Sometimes, parenting seems like fighting an uphill battle.
No matter what we do, our children – toddlers to adolescents – never seem to stop challenging our authority and requiring ever-increasing amounts of debate and attention. Tell a two-year-old she can’t have a cookie and you’re just as likely to induce a tantrum of epic proportions as you would be telling a teen you’re taking away his smartphone until his grades improve.
Being the enforcers of what our children need is often in direct conflict with what they want and at times it may seem as though it would be easier to just give in and let them have their way without causing more conflict.
So how does a parent go about balancing the need for structure and rules with the desire to let their children learn from experiences, both positive and negative?
It’s a delicate balancing act, for sure. One way to go about achieving such a balance is by employing what is known as positive discipline.
Positive discipline is a practice in which parents focus on the positive points of behavior instead of the negatives.
The positive discipline approach is based on the idea that there are no bad children, just “good” and “bad” behaviors that can be managed by strategies that allow for learning instead of punishment.
Does Research Back Up Positive Discipline?
Indeed, a 2011 study on parenting styles and discipline found that parents who manage their childrens behaviors based on acceptance and less on control have better relationships with and develop higher self-esteem in their children.
The American Academy of Pediatrics identified certain positive behaviors between parents and children that are effective in reducing parent/child conflict.
- Using a positive tone when redirecting or disciplining children
- Providing regular times/patterns for daily activities
- Demonstrating respect between parents and children
- Active listening and negotiating in order to reduce episodes where children refuse to cooperate with requests.
- Empathizing with your child about the situation before jumping to conclusions about their behavior
- Keeping their developmental age in mind when enforcing rules and boundaries
The Academy also suggests involving children in decision making with regard to consequences for positive and negative behaviors. For example, asking your child if they would rather have their phone taken away for a week, or requiring them to stay home from a fun event gives them a sense of control of the situation.

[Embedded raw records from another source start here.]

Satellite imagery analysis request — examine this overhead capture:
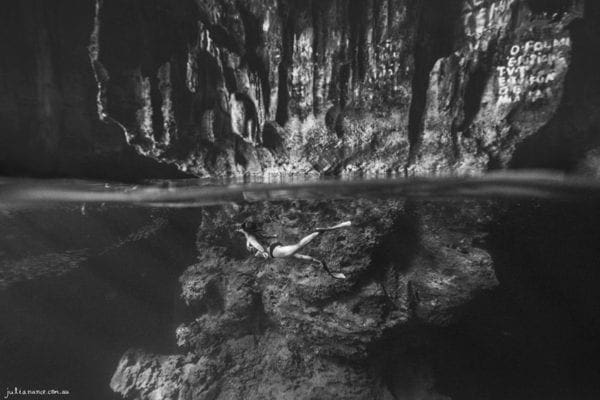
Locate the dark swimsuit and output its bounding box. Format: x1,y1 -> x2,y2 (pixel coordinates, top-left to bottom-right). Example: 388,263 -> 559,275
269,242 -> 283,258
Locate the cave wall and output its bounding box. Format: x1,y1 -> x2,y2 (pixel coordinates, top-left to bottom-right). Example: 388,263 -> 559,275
92,0 -> 584,175
0,0 -> 598,179
0,0 -> 184,180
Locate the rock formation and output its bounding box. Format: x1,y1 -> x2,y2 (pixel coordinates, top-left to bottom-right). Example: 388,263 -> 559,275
111,200 -> 498,399
0,0 -> 599,177
0,0 -> 600,400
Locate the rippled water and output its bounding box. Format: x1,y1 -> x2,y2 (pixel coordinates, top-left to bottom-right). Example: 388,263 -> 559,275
0,171 -> 600,209
0,171 -> 600,399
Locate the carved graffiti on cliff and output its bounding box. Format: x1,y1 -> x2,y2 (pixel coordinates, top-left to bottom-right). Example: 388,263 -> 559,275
462,0 -> 515,41
496,37 -> 571,104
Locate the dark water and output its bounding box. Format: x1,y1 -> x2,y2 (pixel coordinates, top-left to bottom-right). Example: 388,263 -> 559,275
0,171 -> 600,209
0,172 -> 600,399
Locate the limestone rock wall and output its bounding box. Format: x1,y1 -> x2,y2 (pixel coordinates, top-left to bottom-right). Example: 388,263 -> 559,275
0,0 -> 600,177
92,0 -> 584,175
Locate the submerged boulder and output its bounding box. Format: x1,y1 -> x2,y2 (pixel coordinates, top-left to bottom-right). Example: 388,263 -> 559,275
111,200 -> 498,399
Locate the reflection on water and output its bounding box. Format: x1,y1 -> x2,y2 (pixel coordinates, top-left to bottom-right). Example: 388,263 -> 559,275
0,171 -> 600,209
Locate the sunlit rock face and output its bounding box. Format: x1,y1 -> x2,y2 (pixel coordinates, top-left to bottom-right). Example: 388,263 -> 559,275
111,200 -> 498,400
0,0 -> 600,179
91,0 -> 584,175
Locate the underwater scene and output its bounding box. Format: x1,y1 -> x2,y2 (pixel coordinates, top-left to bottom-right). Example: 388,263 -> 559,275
0,0 -> 600,400
0,173 -> 600,399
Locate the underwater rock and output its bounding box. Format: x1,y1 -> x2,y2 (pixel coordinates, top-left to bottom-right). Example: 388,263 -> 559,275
111,200 -> 498,399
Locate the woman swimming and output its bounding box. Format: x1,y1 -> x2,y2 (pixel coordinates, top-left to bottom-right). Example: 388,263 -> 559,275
236,221 -> 352,279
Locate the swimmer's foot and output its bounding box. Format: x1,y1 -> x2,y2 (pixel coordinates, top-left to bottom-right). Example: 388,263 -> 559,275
315,221 -> 352,232
331,272 -> 346,279
319,260 -> 346,279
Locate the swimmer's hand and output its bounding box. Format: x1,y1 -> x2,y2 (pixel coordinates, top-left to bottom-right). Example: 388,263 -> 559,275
331,272 -> 346,279
254,250 -> 269,259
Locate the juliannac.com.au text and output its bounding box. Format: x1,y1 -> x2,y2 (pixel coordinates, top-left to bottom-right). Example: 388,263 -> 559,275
4,387 -> 71,399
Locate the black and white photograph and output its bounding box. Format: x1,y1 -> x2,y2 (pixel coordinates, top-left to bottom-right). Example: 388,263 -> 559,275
0,0 -> 600,400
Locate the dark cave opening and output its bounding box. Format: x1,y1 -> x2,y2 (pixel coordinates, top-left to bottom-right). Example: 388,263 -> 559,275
408,0 -> 461,164
0,207 -> 198,400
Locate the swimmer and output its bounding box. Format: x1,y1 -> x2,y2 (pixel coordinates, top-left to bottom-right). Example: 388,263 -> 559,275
236,221 -> 352,279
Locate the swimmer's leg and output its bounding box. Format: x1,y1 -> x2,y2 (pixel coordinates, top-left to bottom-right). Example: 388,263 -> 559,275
294,254 -> 346,279
315,221 -> 352,232
273,232 -> 321,258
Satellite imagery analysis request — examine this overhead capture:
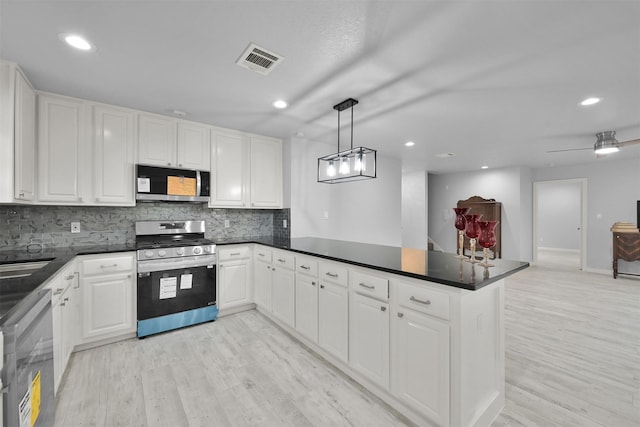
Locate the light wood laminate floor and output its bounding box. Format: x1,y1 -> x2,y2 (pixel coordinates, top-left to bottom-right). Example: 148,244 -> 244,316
55,266 -> 640,427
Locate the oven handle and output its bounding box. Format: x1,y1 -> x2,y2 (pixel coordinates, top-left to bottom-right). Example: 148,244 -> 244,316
138,255 -> 216,273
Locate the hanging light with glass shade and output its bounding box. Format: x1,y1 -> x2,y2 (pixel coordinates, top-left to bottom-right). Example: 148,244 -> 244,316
318,98 -> 376,184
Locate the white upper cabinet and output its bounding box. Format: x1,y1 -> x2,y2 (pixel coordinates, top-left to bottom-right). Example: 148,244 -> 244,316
209,129 -> 282,209
0,60 -> 36,203
93,105 -> 135,206
13,69 -> 36,202
178,121 -> 211,171
250,136 -> 282,208
209,131 -> 249,208
38,94 -> 90,204
138,113 -> 210,171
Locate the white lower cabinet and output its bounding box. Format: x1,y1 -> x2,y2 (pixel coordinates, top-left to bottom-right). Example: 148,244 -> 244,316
48,262 -> 79,393
349,286 -> 389,389
392,308 -> 450,426
217,245 -> 253,310
253,246 -> 272,312
80,252 -> 136,344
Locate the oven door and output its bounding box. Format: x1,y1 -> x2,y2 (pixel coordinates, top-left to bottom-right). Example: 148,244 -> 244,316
137,255 -> 216,321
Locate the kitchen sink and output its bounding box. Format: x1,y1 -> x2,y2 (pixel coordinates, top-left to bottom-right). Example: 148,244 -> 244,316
0,260 -> 51,280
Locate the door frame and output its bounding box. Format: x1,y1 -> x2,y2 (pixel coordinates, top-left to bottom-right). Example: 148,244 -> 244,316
533,178 -> 587,270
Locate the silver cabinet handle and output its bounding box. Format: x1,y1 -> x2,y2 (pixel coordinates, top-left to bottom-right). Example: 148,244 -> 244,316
409,296 -> 431,305
100,264 -> 118,268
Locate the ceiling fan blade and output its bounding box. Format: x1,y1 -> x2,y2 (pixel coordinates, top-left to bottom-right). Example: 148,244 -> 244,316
547,147 -> 593,153
618,139 -> 640,147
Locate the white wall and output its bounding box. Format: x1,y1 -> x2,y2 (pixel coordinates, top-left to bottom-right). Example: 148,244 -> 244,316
428,168 -> 532,261
290,138 -> 401,246
401,171 -> 429,249
537,181 -> 582,251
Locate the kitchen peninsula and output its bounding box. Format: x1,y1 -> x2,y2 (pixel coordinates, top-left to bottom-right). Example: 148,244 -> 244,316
0,237 -> 528,426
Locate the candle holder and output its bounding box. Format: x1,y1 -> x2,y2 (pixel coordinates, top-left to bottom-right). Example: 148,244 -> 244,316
464,214 -> 482,263
453,208 -> 470,259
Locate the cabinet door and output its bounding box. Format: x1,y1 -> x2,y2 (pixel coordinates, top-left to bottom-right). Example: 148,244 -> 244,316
349,293 -> 389,389
209,132 -> 248,208
296,274 -> 318,343
13,71 -> 36,201
271,266 -> 296,327
250,136 -> 282,208
38,95 -> 85,204
81,273 -> 136,342
318,280 -> 349,362
218,260 -> 251,309
178,122 -> 211,171
93,106 -> 135,206
253,260 -> 271,312
392,309 -> 449,426
138,114 -> 176,167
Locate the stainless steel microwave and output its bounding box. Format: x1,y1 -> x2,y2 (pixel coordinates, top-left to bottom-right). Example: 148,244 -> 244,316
136,165 -> 210,202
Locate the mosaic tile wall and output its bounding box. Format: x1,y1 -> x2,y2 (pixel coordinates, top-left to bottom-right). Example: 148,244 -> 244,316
0,203 -> 290,251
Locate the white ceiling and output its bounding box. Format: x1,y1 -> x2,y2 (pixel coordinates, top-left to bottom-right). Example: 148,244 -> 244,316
0,0 -> 640,173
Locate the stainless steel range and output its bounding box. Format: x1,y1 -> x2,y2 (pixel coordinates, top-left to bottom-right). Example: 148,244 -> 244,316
136,221 -> 218,338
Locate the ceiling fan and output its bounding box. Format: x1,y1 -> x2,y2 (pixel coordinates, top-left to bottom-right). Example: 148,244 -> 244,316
547,130 -> 640,156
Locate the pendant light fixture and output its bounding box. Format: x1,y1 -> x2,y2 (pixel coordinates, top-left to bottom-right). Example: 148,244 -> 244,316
318,98 -> 376,184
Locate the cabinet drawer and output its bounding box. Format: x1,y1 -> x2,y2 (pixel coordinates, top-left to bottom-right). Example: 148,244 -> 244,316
318,262 -> 347,287
349,270 -> 389,301
272,250 -> 296,270
254,246 -> 273,264
398,284 -> 449,320
218,246 -> 249,261
296,255 -> 318,277
82,255 -> 134,276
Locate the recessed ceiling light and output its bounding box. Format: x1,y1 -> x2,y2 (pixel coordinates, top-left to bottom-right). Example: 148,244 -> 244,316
580,97 -> 602,107
58,33 -> 96,52
273,99 -> 287,109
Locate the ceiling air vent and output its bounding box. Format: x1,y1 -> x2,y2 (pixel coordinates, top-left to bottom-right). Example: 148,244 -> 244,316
236,43 -> 284,76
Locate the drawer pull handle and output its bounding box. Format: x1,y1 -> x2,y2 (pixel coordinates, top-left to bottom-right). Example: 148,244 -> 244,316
100,264 -> 118,268
409,296 -> 431,305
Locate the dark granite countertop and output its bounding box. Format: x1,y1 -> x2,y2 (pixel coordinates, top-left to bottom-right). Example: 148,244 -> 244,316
216,237 -> 529,290
0,245 -> 135,326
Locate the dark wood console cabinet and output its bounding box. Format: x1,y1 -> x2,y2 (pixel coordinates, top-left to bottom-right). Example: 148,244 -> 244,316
613,231 -> 640,279
455,196 -> 502,259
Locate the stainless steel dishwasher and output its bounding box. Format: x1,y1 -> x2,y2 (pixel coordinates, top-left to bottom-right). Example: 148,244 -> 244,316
0,289 -> 55,427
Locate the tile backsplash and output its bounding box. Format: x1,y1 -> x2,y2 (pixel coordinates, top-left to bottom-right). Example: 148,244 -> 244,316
0,202 -> 291,250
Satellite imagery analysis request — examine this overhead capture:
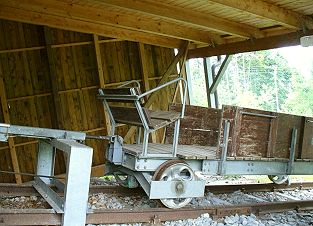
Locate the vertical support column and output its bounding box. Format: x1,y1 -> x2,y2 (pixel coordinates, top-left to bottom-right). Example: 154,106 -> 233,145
287,128 -> 298,175
37,140 -> 55,184
93,34 -> 111,134
137,43 -> 157,143
208,55 -> 232,107
203,57 -> 214,108
185,60 -> 193,104
51,140 -> 93,226
44,27 -> 63,128
0,65 -> 22,184
218,121 -> 230,175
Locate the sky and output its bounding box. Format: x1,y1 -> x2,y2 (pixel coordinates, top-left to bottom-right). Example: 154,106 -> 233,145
277,46 -> 313,78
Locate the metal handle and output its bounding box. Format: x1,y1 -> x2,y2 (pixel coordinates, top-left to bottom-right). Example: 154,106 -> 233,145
117,80 -> 140,89
138,77 -> 187,118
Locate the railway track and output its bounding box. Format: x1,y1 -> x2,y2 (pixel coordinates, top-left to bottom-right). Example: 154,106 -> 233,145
0,183 -> 313,225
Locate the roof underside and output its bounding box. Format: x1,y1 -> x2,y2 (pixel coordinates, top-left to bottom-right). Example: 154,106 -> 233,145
0,0 -> 313,57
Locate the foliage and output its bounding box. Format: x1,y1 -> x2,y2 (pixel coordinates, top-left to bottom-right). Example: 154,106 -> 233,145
190,50 -> 313,116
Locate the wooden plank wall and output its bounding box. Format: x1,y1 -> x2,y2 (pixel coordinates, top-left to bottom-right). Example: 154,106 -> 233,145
0,20 -> 175,182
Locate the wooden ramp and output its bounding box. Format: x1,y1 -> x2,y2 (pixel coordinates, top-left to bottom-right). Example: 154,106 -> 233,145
123,143 -> 216,159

Does Corporal Punishment Work?
What about spanking or other forms of physical punishment? Most parents, including those who spank, love their children and are doing what they feel best (and what they themselves may have experienced) to gain compliance from children.
While physical punishment may stop the bad behavior from happening in the moment, it’s merely because a child is afraid – rather than truly changing the way they act. Studies have shown spanking might work short term but is not effective long term and can actually make children more aggressive.
Physical punishment is exactly what positive discipline attempts to avoid: children can learn from their experiences, face the consequences of negative behaviors, and grow as individuals when discipline avoids pain and violence.
Practical Tips For Disciplining Children Effectively:
Below are some ideas of options parents can try when seeking to avoid negative consequences for behavior and institute a positive discipline culture in their family. Rest assured that, while not all of these options will work for you, some certainly will and they will help decrease your stress levels, increase your satisfaction as a parent, and improve the relationships you are building with your children.
1. Reward the behaviors you seek to see in your children. Pay attention to the things they do “right” and provide rewards in the form of praise or hugs. Walk away from the behaviors you don’t want to see, and soon your child will realize that doing the right thing feels good.
2. Establish consistency in your expectations. Don’t ask your child to make their bed, for instance, and then ignore the days when they don’t. Ensure that you set your expectations at a reasonable level and enforce the need for them to be followed, each and every time. In time, you will find your children simply do what they need to do without complaint.
3. Try to understand the motivators: Understanding what makes a two year-old tick is a tricky proposition, but paying attention to the cues setting off negative behavior can go far in helping you understand how to control and prevent them. This is not to say that negative behavior is excused by external motivators; rather, knowing what is making your toddler bite and take toys from other children can help you formulate a plan for addressing the behaviors in a positive manner.
4. Refrain from bribery at all costs! It may be tempting to tell your child that a cookie awaits them if they stop throwing a tantrum, but in the end, you have simply rewarded bad behavior and instilled the idea that another tantrum will produce another cookie. Try to employ tip #1 (reward positive behavior) and walk away from situations when you need to, but never allow your child to experience reward at the cost of your ability to maintain authority.
5. Control yourself and control your child. Emotions run high in parenting, and we often lose sight of why we are disciplining or what our end goal even is. Controlling your emotions as a parent is one way to remain above the temptation to simply punish and help a child learn how to manage anger, frustration, or disappointment.
Positive discipline is not the easiest thing to master, but like most things, those that are worth it are rarely easy. Keep a level head, maintain your expectations, and reward only what you desire to see in your child and you will help not only your child but yourself as well. Positive parenting does not mean you allow your child to walk all over you but instead redirects unwanted behavior in a respectful way. At its core, positive discipline aims to discipline without straining or hurting your relationship.